John Asmah has been driving a yellow cab for 25 years and financed his own medallion in 2000. His bank was not among the ones willing to participate in the city-backed debt-relief program. What does he have to pay?

“$450 per week,” Asmah said.

With a mechanical engineering degree, he came to driving after he was laid off from his aerospace industry job.


What You Need To Know

  • Taxi drivers say rides are down, and another fee may drive passengers away

  • There's already an additional $2.50 congestion charge to drive below 96th Street

  • The TLC says yellow cabs have raised more than $1 billion for the MTA since 2009

Now, he's facing a new challenge: concern that passengers having to pay more to ride his cab will drive down business.

“Our business keeps going down, and our overhead keeps going up,” he said.

Bhairavi Desai, of the New York Taxi Workers Alliance, says the $1.25 per fare charge in the congestion pricing toll proposal the MTA board approved Wednesday is coming at a time when rides are down 50% from before the pandemic. And only 60% of taxis are even out on the street. She says taxis already pay a congestion fee.

“The meter starts at $3, and then there’s 50 cent MTA, $2.50 MTA, and now $1.25 MTA and then $1 toward something called an accessibility fund, which is run by the city,” Desai said. “Out of $8.25 at the starting rate on the meter, the majority of that is going to the MTA.”

The 50 cents is for every fare and was added in 2009; the $2.50 just to drive below 96th Street was included in 2019.

According to the TLC, taxis have raised over a billion dollars for the MTA. For-hire vehicles just under that, with their $2.75 a ride fee since 2019. They feel with this new charge, taxis should pay the same congestion fee as they do, $2.50.

The Independent Drivers Guild president Brendan Sexton in a statement saying in part: “There is no reason to give a break to the fat cat private equity funds that own 80% of the yellow taxi medallions. Black car trips are already taxed much more heavily than yellow taxis, which don’t even pay sales tax.”

But Desai says app-based drivers are still guaranteed minimum pay.
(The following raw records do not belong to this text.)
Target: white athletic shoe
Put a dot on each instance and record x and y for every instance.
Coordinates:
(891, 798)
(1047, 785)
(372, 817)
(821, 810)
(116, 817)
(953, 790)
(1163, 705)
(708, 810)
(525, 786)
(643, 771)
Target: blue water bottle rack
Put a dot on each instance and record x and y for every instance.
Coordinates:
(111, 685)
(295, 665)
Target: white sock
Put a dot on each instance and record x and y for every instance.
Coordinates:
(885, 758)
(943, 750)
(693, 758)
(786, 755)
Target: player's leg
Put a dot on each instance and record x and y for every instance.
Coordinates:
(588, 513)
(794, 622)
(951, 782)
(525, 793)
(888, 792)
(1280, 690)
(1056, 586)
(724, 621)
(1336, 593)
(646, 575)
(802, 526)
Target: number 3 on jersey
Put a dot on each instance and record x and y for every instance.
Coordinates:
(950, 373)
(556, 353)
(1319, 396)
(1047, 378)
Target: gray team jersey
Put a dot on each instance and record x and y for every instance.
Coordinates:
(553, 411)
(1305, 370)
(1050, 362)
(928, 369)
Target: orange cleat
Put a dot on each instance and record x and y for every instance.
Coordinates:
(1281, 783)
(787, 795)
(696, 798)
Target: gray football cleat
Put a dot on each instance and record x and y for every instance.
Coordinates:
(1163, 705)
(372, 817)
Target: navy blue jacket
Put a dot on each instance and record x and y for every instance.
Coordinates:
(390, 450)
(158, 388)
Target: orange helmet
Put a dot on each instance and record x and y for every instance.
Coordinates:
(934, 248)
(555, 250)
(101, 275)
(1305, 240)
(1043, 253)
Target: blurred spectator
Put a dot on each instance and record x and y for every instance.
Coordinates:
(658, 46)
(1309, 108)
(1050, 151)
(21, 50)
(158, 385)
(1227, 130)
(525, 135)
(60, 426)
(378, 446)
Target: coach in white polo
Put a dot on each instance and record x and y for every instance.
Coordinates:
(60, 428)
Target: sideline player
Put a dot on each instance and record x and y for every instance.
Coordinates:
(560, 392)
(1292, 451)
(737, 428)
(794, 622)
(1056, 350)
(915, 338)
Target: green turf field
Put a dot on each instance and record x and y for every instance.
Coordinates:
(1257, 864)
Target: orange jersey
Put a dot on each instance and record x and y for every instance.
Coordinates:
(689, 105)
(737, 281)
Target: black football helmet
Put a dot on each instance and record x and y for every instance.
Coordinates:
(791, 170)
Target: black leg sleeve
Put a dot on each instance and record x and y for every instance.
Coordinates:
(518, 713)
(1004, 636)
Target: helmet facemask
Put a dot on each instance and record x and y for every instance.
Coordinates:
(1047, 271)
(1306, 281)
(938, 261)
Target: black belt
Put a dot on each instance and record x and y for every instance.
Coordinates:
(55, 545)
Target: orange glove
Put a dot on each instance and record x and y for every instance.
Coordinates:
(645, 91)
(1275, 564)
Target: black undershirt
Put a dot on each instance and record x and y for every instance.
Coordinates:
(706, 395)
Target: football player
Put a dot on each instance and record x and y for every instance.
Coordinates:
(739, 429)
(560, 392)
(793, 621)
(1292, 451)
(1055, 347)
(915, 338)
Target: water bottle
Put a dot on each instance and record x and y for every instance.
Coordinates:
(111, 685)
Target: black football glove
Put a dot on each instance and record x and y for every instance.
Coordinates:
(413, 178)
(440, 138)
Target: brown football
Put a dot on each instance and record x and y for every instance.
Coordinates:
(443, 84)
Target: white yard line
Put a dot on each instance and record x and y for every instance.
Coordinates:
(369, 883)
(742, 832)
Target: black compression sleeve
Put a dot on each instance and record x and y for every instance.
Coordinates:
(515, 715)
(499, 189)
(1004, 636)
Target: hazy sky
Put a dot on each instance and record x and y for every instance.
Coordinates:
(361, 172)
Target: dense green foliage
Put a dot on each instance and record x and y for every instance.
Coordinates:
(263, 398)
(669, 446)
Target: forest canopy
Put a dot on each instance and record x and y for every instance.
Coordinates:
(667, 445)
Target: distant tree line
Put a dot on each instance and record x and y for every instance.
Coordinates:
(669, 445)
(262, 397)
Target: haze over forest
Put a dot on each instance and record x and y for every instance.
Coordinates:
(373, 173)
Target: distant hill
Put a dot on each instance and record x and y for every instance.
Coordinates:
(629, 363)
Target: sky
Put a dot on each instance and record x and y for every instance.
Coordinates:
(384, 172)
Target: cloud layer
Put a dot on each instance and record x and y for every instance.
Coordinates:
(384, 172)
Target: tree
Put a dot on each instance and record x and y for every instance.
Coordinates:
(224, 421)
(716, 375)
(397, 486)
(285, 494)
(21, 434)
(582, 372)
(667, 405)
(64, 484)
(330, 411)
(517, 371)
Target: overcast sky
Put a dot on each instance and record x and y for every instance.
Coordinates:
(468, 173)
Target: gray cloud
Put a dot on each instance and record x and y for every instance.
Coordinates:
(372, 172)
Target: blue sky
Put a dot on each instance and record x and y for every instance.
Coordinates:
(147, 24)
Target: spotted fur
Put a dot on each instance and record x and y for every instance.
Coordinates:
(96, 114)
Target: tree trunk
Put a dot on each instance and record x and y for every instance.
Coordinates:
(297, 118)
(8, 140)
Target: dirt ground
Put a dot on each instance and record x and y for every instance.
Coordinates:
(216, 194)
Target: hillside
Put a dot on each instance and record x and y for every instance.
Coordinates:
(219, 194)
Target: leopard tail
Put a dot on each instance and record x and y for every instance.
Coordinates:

“The TLC regulates the minimum per minute and per mile that the companies have to pay the drivers on each trip,” says Desai. “Yellow cab drivers don’t have any of that protection.”

Meanwhile, Uber said in a statement they should at least get an overnight discount, since it incentivizes the use of a taxi or Uber rather than driving drunk.

But the mayor and other experts say it’s yellow cabs that should be exempt. MTA Chair and CEO Janno Lieber says any change though could delay the implementation of congestion pricing.